True Health Diagnostic's website flaw jeopardized private patient records. The flaw, discovered by IT consultant Troy Mursch and reported to Brian Krebs, allowed users to view other patient's health reports by modifying a number in the link of their own report. After being informed by Brian Krebs, True Health reported that they fixed the issue but do not know how long the site was vulnerable.
Received a USB from IBM? Throw it out. The company notified customers that it accidentally sent USB sticks infected with malware. The flash drives were sent to enterprises that order IBM Storwize V3500, V3700, and V500 Gen 1. You can learn more here.
Hacker can't wait for new season of "Orange is the New Black." Notorious cybercriminal, The Dark Overlord claims to have released episodes 2-10 of the Netflix hit's upcoming season. Netflix believes that a production vendor it uses was compromised, which led to The Dark Overlord being able to access the new season. Season 5 of "Orange is the New Black" is set to be released legally next month.
Phishing email costs North Carolina couple their new home. The day before closing on the house, the couple's realtor received wiring instructions from the law firm handling the settlement. The realtor wired money as instructed, but the next day the law firm said they never received the money. One party's email had been compromised by a hacker who forged fake wiring instructions so the money would go to their account. The wire transfer was successfully frozen, but issues continued. Read more here.
Facebook and Google fall for phishing email and wire $100 million to Lithuanian scammer. The emails appeared to come from an Asia-based manufacturer that both tech giants use. Both Google and Facebook state that most of the funds have been recovered. The phisher has been accused of forging invoices, contracts, and letters.
Hotel reservation company Sabre investigates data breach. The company is used by more than 30,000 hotel properties for reservation services. Sabre says they are currently investigating an "incident of unauthorized access to payment information."

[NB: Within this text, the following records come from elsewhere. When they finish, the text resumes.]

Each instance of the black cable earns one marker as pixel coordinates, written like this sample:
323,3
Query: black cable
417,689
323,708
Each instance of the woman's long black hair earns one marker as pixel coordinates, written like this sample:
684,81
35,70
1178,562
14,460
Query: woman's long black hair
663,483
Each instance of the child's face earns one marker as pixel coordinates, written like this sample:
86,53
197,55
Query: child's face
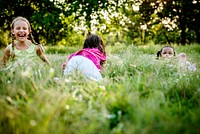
21,30
167,52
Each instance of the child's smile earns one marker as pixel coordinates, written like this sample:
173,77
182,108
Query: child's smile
21,30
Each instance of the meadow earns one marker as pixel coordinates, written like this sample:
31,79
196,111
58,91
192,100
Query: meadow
139,95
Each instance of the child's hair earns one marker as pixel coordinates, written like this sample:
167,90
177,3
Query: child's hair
94,41
13,36
159,52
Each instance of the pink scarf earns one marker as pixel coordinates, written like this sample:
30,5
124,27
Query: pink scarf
94,54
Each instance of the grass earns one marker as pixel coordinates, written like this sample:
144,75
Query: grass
139,94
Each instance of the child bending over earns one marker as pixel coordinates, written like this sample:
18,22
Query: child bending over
89,60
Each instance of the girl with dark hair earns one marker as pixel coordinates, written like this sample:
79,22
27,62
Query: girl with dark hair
89,60
22,48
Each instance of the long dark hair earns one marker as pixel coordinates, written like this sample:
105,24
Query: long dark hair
94,41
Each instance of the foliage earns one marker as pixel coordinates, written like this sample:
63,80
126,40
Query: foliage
139,94
131,22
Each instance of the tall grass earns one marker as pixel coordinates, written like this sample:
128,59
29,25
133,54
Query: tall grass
139,94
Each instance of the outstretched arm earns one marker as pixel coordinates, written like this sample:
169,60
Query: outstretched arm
40,53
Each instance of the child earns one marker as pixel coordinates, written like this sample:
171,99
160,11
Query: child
89,60
23,48
168,52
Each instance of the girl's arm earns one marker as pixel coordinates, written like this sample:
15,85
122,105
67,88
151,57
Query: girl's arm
40,53
6,55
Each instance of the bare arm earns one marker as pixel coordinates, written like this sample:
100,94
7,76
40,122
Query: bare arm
40,53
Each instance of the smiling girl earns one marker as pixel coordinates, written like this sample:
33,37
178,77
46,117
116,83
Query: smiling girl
25,46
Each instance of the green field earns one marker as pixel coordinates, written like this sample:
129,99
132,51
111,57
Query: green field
139,95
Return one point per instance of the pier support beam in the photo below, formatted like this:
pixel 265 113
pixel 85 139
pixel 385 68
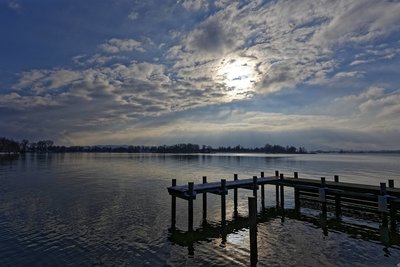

Social Security Administration gives stronger security a second try. Last year, the SSA tried to require all online users to provide a mobile phone number for two-factor authentication. After backlash, the SSA did away with the mobile phone requirement. Now, they are requiring online users provide either a mobile phone number or email address to receive a one-time code when signing into their account online.
Adobe: Adobe released updates for Adobe Flash Player this month. Users should be running v. 220.127.116.11 as well as updated versions on their browsers.
Apple: If you use any Apple device it's likely that it needs to be updated. This month Apple pushed updates for the iPhone, iPad, iMac, iWatch, and Apple TV. The updates close pretty serious security holes. A flaw in iBooks could allow hackers to visit websites without your permission and install malware on your device. Your device should prompt you to update on its own but you can learn more here.
Microsoft: In a stressful month for Microsoft, the company issued a handful of updates. As we discussed earlier, Microsoft released updates for the no-longer-supported Windows XP and Windows 8 following the WannaCry outbreak.
But earlier in the month, an emergency patch was released for the "worst Windows bug in recent memory." The flaw affected Microsoft Security Essentials and Windows Defender and allowed hackers to install malware on devices. You can read more about the update here.
Microsoft also released updates for Internet Explorer, Edge, Windows Microsoft Office, and .Net.